Nanoparticles have generated a lot of excitement as potential diagnostic and theranostic agents due to their desirable properties such as ease of cargo conjugation (drugs and imaging probes), robust imaging signal, and biocompatibility. This, in combination with multimodal imaging techniques such as Nuclear Imaging, X-ray CT and Optical Imaging (OI), has been an active and growing area of research over the past decade. The MILabs’ SPECT/PET/CT/OI platform, providing high sensitivity and quantitative imaging in any configuration, offers new opportunities in the field of nanomedicine by broadening  our understanding of dynamic nanoparticle distributions and properties in vivo. MILabs’ versatile  4x4D design (four modalities, each with two-, three- and four-dimensional tomographic imaging capabilities) enhances the performance of each imaging modality with the synergistic capabilities offered by an integrated  approach. Several research groups have exploited the unique capabilities of the MILabs’ systems to explore nanotheranostic agents, e.g.:

• Dynamic biodistribution and accumulation of nanoparticles in vivo: the pharmacokinetic profile and biodistribution  of radiolabeled nanoparticles was  visualized and 4D quantified  with MILabs’ SPECT/CT imaging platform, showing superior sensitivity and resolution for characterizing tumor areas in mice as well as favorable biological half-life for translation into the clinic [1,2]. In a different study, the size- and time-dependent circulation half-life and accumulation of polymer nanocarriers were studied [3]. In addition, the biokinetics of ¹¹¹Indium-labelled micelles, as well as the impact of different morphologies on their cellular uptake were visualized using the MILabs’ imaging system. When compared with traditional ex vivo biodistribution studies, a multimodal imaging platform offers the possibility to determine the amount of circulating molecules longitudinally and provides dynamic measurements of localized blood and tumor concentration changes over time [4].

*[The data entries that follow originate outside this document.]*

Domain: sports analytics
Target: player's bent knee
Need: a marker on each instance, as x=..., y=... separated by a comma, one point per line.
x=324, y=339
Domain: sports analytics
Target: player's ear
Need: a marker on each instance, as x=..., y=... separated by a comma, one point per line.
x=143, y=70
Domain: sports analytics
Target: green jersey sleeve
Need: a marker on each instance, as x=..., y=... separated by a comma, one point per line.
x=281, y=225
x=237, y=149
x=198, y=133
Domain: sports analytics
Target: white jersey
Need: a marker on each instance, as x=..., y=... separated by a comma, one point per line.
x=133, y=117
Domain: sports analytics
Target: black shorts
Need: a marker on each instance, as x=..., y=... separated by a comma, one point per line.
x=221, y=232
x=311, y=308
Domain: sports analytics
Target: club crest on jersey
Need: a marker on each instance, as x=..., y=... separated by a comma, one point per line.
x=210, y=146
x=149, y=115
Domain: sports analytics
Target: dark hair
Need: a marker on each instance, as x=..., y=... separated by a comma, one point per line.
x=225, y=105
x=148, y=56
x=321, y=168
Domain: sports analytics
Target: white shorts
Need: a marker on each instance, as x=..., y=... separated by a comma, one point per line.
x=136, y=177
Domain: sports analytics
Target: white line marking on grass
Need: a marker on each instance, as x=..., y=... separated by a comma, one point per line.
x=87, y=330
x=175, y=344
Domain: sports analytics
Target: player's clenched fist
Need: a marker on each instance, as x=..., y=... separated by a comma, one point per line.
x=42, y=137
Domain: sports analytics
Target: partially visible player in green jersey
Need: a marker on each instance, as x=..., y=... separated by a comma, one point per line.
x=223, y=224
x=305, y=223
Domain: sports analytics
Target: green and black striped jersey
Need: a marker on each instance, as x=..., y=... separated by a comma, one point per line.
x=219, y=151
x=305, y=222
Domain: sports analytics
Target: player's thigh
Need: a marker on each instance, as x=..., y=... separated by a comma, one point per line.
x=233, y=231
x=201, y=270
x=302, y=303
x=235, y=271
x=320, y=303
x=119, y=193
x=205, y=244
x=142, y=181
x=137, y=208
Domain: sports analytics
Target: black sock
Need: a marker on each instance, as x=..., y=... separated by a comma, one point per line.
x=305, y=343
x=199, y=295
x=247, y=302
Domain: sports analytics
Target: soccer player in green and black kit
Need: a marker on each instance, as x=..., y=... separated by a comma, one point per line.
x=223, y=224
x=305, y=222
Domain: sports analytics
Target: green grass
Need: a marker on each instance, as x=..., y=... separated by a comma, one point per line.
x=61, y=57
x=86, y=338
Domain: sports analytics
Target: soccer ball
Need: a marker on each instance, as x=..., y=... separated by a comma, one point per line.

• Novel CT contrast agents: high-performance CT imaging was used to characterize newly developed biodegradable iodine-rich nanopolymersomes and their use as superior contrast agents to commercial iodinated small molecules currently used in the clinic. The  nanopolymersomes have demonstrated several advantages such as excellent stability, small size, high iodine content, and ability to carry tumor-associated peptides which renders these agents as a truly multifunctional system for emerging multimodality nanotheranostics [4]. The versatility of such novel contrast agents can now be enhanced by MILabs’ dynamic dual-energy CT, greatly improving soft-tissue contrast.
   
• Drug delivery: several therapeutic agents are efficient not only when targeting abnormal cells, but also when reaching subcellular compartments. Modular nanotransporters were used to achieve delivery of an Auger electron emitter, ¹¹¹In,  to the nuclei of target cancer cells. Even though it has been widely used as an imaging agent, no therapeutic agent based on ¹¹¹In has yet been developed mainly due to the necessity of its nuclear delivery for efficient cell killing. To this end, the newly synthesized agent was successfully visualized using U-SPECT/CT, showing excellent specificity towards the target of interest [5]. Gold-coated lanthanide phosphate nanoparticles, conjugated to antibodies and labeled with a beta-emitting isotope ¹⁷⁷Lu, were also reported to target metastatic cancer in lungs [6]. By using nanoparticles that contain beta emitters, the authors were able to tailor the treatment of metastatic disease with longer range lower linear-energy transfer radiation, improving the delivery of localized therapy in a more efficient manner. In addition to the nuclear imaging modalities, a large and expanding number of such prototypic nanocarrier materials can now be characterized easily with the recently launched MILabs’ hybrid OI/CT platform, capable of 3D fluorescence tomography (FLT) and bioluminescence tomography (BLT) in a highly sensitive and quantitative manner.